At first, I was baffled at the sheer number of young girls and grown women on the internet who seemed to be attracted to this stalker and murderer — who seemed to be were confusing his insidious obsession with a form of love. However, after taking a moment to critically think of all the romantic heroes that I had fantasized over when I was 14, I came to the conclusion that movies, television and literature have been grooming young girls into enjoying Joe’s idea of romance for a while. His idea of romance is celebrated throughout popular culture, from movies like “Beauty and the Beast,” in which Belle falls in love with the Beast after he kidnaps her, to books like “Twilight,” in which Edward is drawn to Bella because of his urge to suck her blood.
That being said, while the shows I watched growing up wanted us to romanticize those heroes, “You” gives Joe the same characteristics but asks us to see them for what they are: frightening.
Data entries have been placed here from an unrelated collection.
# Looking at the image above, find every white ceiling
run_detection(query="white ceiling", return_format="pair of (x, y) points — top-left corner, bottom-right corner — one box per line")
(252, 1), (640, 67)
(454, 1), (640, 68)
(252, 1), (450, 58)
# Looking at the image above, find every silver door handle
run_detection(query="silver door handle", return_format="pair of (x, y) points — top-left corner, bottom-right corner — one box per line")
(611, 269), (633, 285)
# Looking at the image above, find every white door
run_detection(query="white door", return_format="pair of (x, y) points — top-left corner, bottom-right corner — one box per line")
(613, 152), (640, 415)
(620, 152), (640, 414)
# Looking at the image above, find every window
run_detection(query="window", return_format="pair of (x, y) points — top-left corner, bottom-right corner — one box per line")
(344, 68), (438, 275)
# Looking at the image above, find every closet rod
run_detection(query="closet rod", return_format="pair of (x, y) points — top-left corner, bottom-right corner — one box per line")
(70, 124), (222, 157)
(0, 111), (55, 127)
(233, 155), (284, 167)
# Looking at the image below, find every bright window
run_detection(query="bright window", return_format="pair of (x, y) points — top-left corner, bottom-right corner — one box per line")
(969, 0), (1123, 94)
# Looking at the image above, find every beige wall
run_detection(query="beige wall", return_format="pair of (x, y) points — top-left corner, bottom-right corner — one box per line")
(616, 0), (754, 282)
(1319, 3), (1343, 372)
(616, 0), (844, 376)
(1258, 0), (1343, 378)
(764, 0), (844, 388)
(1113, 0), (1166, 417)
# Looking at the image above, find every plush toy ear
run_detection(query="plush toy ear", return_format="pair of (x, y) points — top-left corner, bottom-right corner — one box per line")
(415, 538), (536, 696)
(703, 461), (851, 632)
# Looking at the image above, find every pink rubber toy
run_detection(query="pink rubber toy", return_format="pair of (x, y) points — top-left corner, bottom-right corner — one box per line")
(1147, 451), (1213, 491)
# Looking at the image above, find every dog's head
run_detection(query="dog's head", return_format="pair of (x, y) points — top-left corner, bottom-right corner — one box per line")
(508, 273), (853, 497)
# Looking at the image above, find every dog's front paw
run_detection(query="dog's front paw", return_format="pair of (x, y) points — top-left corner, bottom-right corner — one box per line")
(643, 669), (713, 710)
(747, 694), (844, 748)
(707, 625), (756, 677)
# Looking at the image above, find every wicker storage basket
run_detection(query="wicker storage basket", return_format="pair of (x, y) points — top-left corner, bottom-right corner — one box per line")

In many ways, the show uses Joe’s character to critique all these “romantic” characters with creepy tendencies. Yet it doesn’t seem to have worked, as some women still find Joe Goldberg attractive. I would argue that it isn’t particularly unusual to feel a soft spot towards antagonists on screen, but there is a difference between relating to particular aspects of them and believing their love is something to aspire for.
I am no exception to the many women who have been groomed to feel sympathetic towards men who lack emotional intelligence and possess some violent tendencies. I personally have a freakish fondness for Heath Ledger’s Joker and Draco Malfoy of “Harry Potter” (who I can’t help but feel had his parents to blame for his shortcomings). My theory is that sometimes women view these seemingly immutable character flaws as proof of the fact that when these characters end up loving someone, their love is even deeper than that of a person without sociopathic tendencies: they have to overcome their own emotional deficit to find it within themselves to fall in love and deeply care for someone. This is, of course, terrible logic.
A potential reason for being sympathetic towards these characters is that they are often humanized on screen. While protagonists are typically perfect, antagonists are caricatures of the worst tendencies that all human beings possess. With regard to Joe, his judgmental nature towards the people he is surrounded by is a characteristic that many of us may possess — in moderation. While his judgments of people’s characters with regard to how they dress or what they read or what they post on Instagram seems a bit high-handed and presumptuous when you watch it on screen, there is also a part of us that is guilty of judging the people we are surrounded by in similar ways. So I understand that it is natural to enjoy watching Joe’s character on screen and sympathize with particular aspects of him.
Perceiving his actions as the product of true love, however, is dangerous. While some feel that the writers of the show are guilty of romanticizing Joe Goldberg, I don’t believe this is true. Some have argued that if the writers of this show really wanted Joe’s character to be unambiguously bad, they would have taken greater care to make him less likeable. But many villains in the real world are dangerous because they are not immediately recognizable as being particularly villainous, so I would argue that Joe’s character is handled responsibly. To the women that romanticized him despite clear warning signs, I would say that if you excuse the behaviour of the Joe Goldbergs on screen, chances are that you are in danger of excusing the actions of the Joe Goldberg that may walk into your life.